You can now view the job metrics directly from the SageMaker console.  

login to the [SageMaker console](https://console.aws.amazon.com/sagemaker/home) choose the latest training job, scroll down to the monitor section.  
Using CloudWatch metrics, you can change the period and configure the statistics

Find the metrics using the following cell:

In [None]:
from IPython.core.display import Markdown

link = 'https://console.aws.amazon.com/cloudwatch/home?region='+sagemaker_session.boto_region_name+'#metricsV2:query=%7B/aws/sagemaker/TrainingJobs,TrainingJobName%7D%20'+estimator.latest_training_job.job_name
display(Markdown('CloudWatch metrics: [link]('+link+')'))
display(Markdown('After you choose a metric, change the period to 1 Minute (Graphed Metrics -> Period)'))

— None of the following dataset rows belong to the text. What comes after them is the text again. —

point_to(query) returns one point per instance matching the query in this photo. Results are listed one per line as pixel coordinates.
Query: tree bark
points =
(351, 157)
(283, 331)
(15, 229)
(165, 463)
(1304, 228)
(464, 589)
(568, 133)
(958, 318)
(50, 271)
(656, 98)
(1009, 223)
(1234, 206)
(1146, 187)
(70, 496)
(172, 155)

## Monitor with TensorBoard
TensorBoard provides the visualization and tooling needed for machine learning experimentation:
* Tracking and visualizing metrics such as loss and accuracy
* Visualizing the model graph (ops and layers)
* Viewing histograms of weights, biases, or other tensors as they change over time
* Projecting embeddings to a lower dimensional space
* Displaying images, text, and audio data
* And much more

In the next section we'll update the script to save TensorBoard logs.  
We'll be able to use TensorBoard for monitoring our jobs in real time.  

Update your cifar10-keras-sm.py script to send logs to TensorBoard.  
Add the `from keras.callbacks import TensorBoard` import.

Keras will send TensorBoard logs in each batch. sending the logs to S3 will slow down the training job, change the TensorBoard callback to send the logs only at the end of an epoch.

Add the TensorBoard callback to your script (add this line after the ModelCheckpoint callback)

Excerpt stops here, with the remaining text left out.